Ese trasfondo ya se siente en los discursos de apertura. El secretario de Energía de Estados Unidos, Chris Wright, inauguró la conferencia defendiendo la estrategia de “dominancia energética” de la administración Trump y colocando en el centro del debate la seguridad de suministro, el petróleo, el gas y la energía nuclear. Al mismo tiempo, varios CEOs advirtieron desde Houston que una disrupción prolongada en Medio Oriente podría golpear la economía mundial, mientras otros pusieron el foco en la necesidad de estabilizar los mercados para evitar un daño mayor sobre el crecimiento.
Otro punto fuerte será el de la electricidad. La propia organización remarca que el crecimiento de la demanda asociado a la IA, los centros de datos y la electrificación está obligando a repensar generación, redes, capacidad firme e inversión. Ese cruce entre energía y tecnología aparece como uno de los grandes motores de la edición 2026: ya no se trata solo de producir más energía, sino de producirla y transportarla con la velocidad suficiente para sostener el nuevo ciclo digital.
En paralelo, el gas natural y el GNL vuelven a ocupar un lugar central. La agenda oficial habla de una “nueva fase” para los mercados globales de gas, impulsada por más capacidad de licuefacción, cambios en la demanda y la creciente necesidad de energía para abastecer redes y sistemas eléctricos más exigidos. Para países como la Argentina, ese foco resulta especialmente relevante, porque confirma que el GNL sigue siendo una pieza estratégica dentro de la conversación energética global.
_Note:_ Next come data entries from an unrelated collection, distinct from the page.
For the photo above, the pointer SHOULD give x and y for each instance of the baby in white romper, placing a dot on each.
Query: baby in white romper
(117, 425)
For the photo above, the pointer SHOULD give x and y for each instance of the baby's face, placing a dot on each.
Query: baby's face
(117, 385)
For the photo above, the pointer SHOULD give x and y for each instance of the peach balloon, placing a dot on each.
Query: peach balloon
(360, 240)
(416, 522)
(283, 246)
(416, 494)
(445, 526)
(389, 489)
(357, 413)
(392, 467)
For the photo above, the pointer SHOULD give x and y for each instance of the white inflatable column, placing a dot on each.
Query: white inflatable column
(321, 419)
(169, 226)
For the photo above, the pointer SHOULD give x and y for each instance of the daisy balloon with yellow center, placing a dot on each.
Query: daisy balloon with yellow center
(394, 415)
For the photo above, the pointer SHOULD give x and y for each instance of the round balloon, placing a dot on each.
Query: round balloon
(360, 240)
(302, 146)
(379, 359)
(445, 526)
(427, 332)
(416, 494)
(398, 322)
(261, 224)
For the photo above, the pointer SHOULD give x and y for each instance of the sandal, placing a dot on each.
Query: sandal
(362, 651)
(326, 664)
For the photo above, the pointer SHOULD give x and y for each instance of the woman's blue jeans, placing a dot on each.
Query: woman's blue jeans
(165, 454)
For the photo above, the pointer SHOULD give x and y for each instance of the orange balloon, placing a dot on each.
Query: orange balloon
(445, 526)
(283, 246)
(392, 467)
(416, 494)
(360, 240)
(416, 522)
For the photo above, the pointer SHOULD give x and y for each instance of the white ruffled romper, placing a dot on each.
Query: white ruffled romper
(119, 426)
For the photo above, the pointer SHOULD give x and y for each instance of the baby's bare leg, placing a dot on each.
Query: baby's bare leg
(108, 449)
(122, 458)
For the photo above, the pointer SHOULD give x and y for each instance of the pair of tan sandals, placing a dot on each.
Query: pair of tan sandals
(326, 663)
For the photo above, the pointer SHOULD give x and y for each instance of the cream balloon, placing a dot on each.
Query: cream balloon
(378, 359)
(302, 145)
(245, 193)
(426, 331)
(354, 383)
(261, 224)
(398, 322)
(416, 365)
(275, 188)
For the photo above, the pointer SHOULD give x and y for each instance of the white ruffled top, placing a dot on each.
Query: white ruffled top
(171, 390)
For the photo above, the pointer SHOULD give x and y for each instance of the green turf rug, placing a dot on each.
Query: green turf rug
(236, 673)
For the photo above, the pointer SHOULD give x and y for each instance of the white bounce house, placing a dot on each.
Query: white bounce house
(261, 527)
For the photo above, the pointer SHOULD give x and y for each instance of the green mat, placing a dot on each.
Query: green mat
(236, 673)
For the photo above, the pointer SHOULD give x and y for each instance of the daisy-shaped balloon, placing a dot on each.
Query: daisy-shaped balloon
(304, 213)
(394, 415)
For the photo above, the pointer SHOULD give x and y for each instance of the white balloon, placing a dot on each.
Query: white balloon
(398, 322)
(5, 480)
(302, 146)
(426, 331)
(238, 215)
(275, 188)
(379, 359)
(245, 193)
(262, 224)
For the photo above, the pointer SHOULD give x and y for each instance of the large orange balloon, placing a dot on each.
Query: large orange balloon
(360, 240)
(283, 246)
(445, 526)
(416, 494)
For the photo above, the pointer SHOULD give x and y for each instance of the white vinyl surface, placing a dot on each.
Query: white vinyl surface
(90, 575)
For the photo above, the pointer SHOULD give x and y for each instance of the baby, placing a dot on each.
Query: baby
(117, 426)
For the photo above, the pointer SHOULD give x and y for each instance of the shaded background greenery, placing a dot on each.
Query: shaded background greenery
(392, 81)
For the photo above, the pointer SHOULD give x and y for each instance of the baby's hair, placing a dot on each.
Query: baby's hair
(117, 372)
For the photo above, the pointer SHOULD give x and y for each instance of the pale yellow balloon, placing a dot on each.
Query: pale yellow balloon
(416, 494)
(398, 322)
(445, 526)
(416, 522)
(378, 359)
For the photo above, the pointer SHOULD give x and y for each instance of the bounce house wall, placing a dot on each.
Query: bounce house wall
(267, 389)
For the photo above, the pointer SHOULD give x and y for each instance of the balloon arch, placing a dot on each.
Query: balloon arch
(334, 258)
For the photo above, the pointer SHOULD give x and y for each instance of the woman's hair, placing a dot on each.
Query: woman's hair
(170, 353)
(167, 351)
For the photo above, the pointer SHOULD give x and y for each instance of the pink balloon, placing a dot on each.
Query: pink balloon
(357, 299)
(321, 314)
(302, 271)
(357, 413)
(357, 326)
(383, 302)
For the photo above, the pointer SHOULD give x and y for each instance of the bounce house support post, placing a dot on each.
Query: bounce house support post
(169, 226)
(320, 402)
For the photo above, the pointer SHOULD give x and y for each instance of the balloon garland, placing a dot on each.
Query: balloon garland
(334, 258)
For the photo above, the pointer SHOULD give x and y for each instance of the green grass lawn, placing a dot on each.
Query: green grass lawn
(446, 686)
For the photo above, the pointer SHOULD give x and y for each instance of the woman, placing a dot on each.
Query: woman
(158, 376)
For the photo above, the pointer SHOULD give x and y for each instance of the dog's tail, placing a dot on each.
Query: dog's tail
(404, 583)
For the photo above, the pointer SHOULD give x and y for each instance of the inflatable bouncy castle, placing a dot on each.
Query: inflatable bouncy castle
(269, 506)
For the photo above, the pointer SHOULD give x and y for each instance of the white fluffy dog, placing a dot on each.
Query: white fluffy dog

También habrá lugar para una discusión cada vez más determinante: quién financia la próxima ola de infraestructura energética. CERAWeek 2026 incorpora entre sus temas centrales la asignación de capital en un mundo con mayor demanda, alta incertidumbre geopolítica y necesidad de resiliencia. En otras palabras, la conferencia no solo discutirá recursos y tecnología, sino también qué proyectos serán viables, qué marcos regulatorios harán falta y qué sectores captarán las grandes decisiones de inversión de los próximos años.
En términos políticos y empresariales, Houston vuelve a concentrar una mesa de enorme peso. La organización y medios estadounidenses describen la cumbre como una suerte de “Super Bowl” de la energía, por la cantidad de ministros, CEOs, tecnólogos, financistas y referentes globales que participan. En una edición marcada por conflictos, realineamientos geopolíticos y presión sobre precios, lo que se diga esta semana en CERAWeek no quedará solo en los salones del evento: puede influir sobre expectativas de mercado, planes de inversión y definiciones estratégicas en distintas regiones del mundo.
Para la Argentina, seguir CERAWeek 2026 no es un ejercicio lejano. Es mirar de cerca el escenario donde hoy se discuten las variables que después condicionan al shale, al GNL, a la infraestructura, al financiamiento y al lugar que países con recursos competitivos pueden ocupar en el nuevo mapa energético mundial.